Software spying scandal is just the tip of the iceberg

Claims that a popular antivirus program allows Russians to hack computers should shake us out of our complacency

The Times

Would you hand your house keys to a private security company, giving its employees the right to see anything you do in your home, sort through your belongings and open your post? Put like that, the answer would be “probably not” — especially if the company concerned is based in Russia and founded by a former KGB officer.

The claim, published in this newspaper yesterday, that Kaspersky Lab software is being used by the Kremlin to hack into western companies looks compelling. The company’s founder, Evgeny Kaspersky, is a former KGB cryptographer who celebrates the Russian secret police holiday on December 20 and still keeps his old uniform in his office cupboard. Amid growing concerns, the American and British governments last year banned Kaspersky software from their computers. The real scandal is that the British authorities are not making the same recommendation to the rest of us.

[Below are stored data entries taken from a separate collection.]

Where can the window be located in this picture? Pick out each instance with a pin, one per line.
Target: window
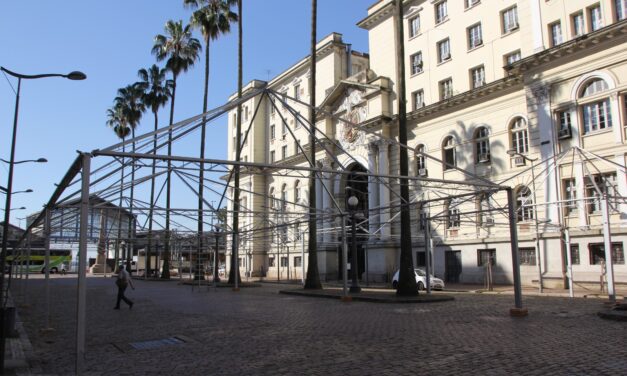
(524, 205)
(565, 124)
(448, 149)
(474, 36)
(577, 24)
(597, 187)
(527, 256)
(596, 21)
(570, 195)
(297, 92)
(520, 137)
(482, 145)
(620, 9)
(444, 50)
(416, 63)
(297, 191)
(418, 99)
(471, 3)
(512, 57)
(453, 218)
(509, 18)
(477, 77)
(597, 253)
(446, 89)
(421, 162)
(555, 32)
(441, 12)
(574, 254)
(596, 115)
(414, 26)
(486, 255)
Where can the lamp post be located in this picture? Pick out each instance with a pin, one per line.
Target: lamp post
(535, 212)
(5, 231)
(353, 201)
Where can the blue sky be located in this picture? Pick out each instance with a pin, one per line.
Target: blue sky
(110, 41)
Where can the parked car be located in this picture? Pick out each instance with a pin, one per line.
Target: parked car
(421, 280)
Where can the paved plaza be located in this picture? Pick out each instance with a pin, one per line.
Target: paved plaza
(174, 330)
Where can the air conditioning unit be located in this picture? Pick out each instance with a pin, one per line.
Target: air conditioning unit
(564, 133)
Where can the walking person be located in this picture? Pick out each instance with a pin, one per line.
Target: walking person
(122, 281)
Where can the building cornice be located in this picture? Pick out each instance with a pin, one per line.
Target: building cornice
(615, 33)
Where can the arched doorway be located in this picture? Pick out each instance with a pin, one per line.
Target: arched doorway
(356, 184)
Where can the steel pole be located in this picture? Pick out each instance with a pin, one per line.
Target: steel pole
(513, 233)
(82, 262)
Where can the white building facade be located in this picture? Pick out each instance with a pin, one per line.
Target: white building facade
(546, 82)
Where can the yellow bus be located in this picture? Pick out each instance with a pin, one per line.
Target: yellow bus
(60, 260)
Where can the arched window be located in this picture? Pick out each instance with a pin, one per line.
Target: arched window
(421, 161)
(272, 202)
(596, 114)
(297, 196)
(453, 218)
(284, 197)
(448, 153)
(520, 135)
(482, 145)
(524, 204)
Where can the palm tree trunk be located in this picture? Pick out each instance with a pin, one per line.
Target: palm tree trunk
(129, 242)
(166, 246)
(152, 199)
(201, 173)
(406, 279)
(313, 276)
(234, 276)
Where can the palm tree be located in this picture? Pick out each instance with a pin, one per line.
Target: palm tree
(116, 119)
(130, 98)
(234, 276)
(181, 51)
(313, 277)
(213, 18)
(156, 91)
(406, 279)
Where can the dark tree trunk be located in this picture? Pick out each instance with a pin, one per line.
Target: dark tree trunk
(406, 279)
(313, 276)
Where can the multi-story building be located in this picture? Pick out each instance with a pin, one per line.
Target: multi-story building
(526, 94)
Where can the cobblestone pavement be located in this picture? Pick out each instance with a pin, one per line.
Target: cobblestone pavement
(258, 331)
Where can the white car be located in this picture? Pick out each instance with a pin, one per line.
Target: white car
(421, 280)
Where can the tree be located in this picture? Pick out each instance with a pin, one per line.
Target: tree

I have always been amazed that people would voluntarily install Russian-made software on their computers. But the Kaspersky story is complicated. All antivirus software is necessarily intrusive. When we install these programs, we give them the power to identify and purge viruses on our machines, and to prevent new ones arriving. They scan every file on a computer and check it against a list of known “malware” — malicious software that can steal your password, force you to watch unwanted advertisements, send spam emails to your friends, or scramble your data and demand a ransom. Anything suspicious is logged, quarantined and deleted.

After the initial spring clean, the antivirus software then monitors electronic visitors who may come bearing unwelcome gifts. It scans email attachments before you download them, and vets new software before allowing you to install it. The results of this snooping are usually sent to headquarters to allow the software manufacturers to investigate new threats and fine-tune their products to deal with them.

In these respects Kaspersky Lab’s antivirus software is just like its competitors. The main distinctive feature is a positive one: it works well.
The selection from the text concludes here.